K means clustering in R programming

toobamukhtar · March 2, 2019, 11:23am

I am trying to write a program using K-Means clustering for the given dataset.
The following is my sample code:

install.packages("cluster.datasets")
library(cluster.datasets)
data(anime)
anime
data(mammal.dentition)

How can I find optimal number of clusters in the above dataset using Elbow Method to finally apply K-means?

tshrivas · March 11, 2019, 6:05pm

toobamukhtar · April 2, 2019, 9:52am

toobamukhtar · April 2, 2019, 9:52am

Rabeez · April 3, 2019, 10:44am

For this method you need to run the clustering algorithm for different numbers of clusters and obtain some performance metric (explained variance, sum of squared distances) and find the number of optimal clusters from the plot. You pick the point where the curve starts to flatten (hence the name - elbow).

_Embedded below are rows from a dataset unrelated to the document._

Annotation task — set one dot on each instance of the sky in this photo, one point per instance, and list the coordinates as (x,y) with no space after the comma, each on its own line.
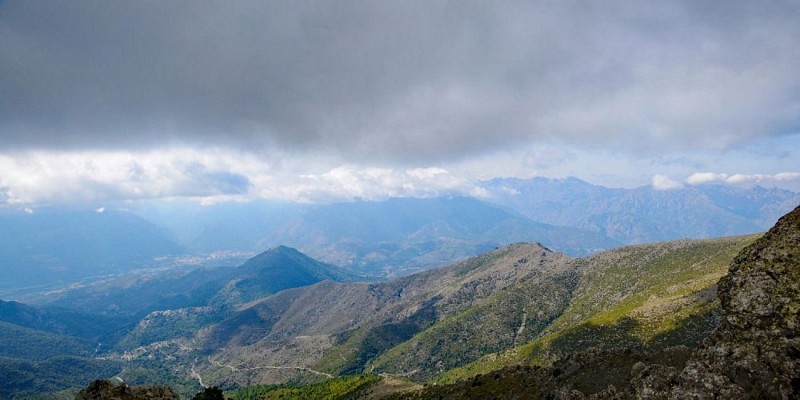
(319,101)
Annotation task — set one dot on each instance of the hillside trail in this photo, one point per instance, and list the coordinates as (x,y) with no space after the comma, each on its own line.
(234,368)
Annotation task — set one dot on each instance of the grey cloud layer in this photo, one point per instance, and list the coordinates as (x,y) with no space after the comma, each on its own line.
(405,81)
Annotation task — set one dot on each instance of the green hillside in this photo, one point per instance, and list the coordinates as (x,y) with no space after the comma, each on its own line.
(644,297)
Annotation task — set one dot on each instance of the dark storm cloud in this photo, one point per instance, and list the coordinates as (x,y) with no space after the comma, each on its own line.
(404,80)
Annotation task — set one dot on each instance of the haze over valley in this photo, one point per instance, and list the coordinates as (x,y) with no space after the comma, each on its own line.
(399,200)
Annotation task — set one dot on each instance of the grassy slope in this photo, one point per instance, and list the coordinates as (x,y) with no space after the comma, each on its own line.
(645,297)
(495,325)
(441,295)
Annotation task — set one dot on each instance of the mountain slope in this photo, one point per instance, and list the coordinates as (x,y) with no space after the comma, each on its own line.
(339,327)
(274,270)
(635,297)
(407,235)
(753,354)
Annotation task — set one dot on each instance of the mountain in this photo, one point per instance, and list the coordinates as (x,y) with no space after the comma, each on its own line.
(644,214)
(518,304)
(274,270)
(756,351)
(643,297)
(50,245)
(386,238)
(335,328)
(59,321)
(752,355)
(400,236)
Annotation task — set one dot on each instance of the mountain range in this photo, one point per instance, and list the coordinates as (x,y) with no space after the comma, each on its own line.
(284,318)
(644,214)
(48,247)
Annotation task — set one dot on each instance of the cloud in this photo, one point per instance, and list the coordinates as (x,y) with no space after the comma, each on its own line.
(42,177)
(664,182)
(353,182)
(410,82)
(209,176)
(700,178)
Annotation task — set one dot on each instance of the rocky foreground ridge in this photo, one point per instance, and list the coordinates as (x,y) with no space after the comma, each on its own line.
(756,351)
(754,354)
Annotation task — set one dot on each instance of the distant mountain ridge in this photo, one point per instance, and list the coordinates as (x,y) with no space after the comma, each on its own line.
(267,273)
(52,244)
(644,214)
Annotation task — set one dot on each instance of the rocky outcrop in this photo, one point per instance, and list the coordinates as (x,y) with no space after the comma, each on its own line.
(756,351)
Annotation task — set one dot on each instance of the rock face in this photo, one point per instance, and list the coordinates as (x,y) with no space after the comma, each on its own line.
(756,351)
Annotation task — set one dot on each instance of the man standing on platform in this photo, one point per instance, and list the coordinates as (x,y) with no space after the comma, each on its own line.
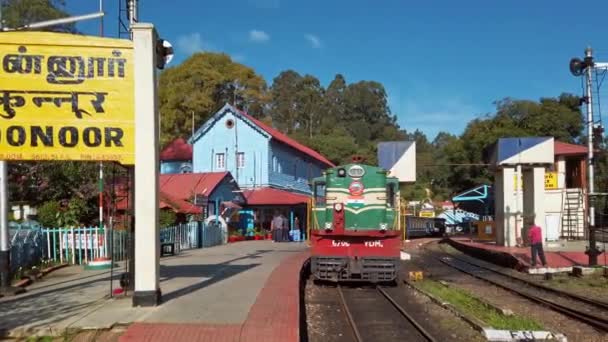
(536,243)
(276,227)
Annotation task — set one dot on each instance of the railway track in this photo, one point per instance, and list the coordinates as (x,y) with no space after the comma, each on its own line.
(374,315)
(583,309)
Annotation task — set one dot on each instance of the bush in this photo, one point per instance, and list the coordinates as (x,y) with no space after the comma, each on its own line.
(47,214)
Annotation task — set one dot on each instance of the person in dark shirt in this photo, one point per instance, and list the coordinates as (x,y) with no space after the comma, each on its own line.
(276,227)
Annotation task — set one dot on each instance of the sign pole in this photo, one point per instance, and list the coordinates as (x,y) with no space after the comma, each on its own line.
(5,250)
(147,244)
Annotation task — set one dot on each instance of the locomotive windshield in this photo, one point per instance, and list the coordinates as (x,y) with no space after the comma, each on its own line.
(319,192)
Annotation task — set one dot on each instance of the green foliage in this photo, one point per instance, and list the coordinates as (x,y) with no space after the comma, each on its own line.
(72,215)
(47,214)
(470,305)
(167,218)
(200,86)
(18,13)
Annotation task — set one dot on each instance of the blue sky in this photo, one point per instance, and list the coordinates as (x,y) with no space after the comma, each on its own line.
(442,62)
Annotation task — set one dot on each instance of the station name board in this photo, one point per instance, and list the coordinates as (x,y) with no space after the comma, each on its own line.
(66,97)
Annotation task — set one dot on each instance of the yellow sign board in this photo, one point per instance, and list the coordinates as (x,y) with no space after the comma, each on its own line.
(550,181)
(427,213)
(66,97)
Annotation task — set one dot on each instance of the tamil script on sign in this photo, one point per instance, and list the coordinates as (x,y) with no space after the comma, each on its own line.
(66,97)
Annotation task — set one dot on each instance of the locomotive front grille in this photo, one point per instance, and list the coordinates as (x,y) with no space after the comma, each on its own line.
(370,269)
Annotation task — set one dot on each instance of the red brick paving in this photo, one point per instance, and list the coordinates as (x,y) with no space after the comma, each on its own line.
(523,255)
(275,315)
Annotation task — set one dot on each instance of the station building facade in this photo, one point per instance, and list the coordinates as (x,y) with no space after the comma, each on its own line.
(271,170)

Here is some code accomplishing this.

# First, establish a vector to hold all values.
clusters.sum.squares <- rep(0.0, 14)

# Repeat K-means clustering with K equal to 2, 3, 4,...15.
cluster.params <- 2:15

for (i in cluster.params) {
  # Cluster data using K-means with the current value of i.
  kmeans.temp <- kmeans(data, centers = i)
  
  # Get the total sum of squared distances for all points
  # in the cluster and store it for plotting later.
  clusters.sum.squares[i - 1] <- sum(kmeans.temp$withinss)
}

# Plot our scree plot using the mighty ggplot2.
ggplot(NULL, aes(x = cluster.params, y = clusters.sum.squares)) +
  geom_point() +
  geom_line() +
  labs(x = "Number of Clusters",
       y = "Cluster Sum of Squared Distances",
       title = "Scree Plot")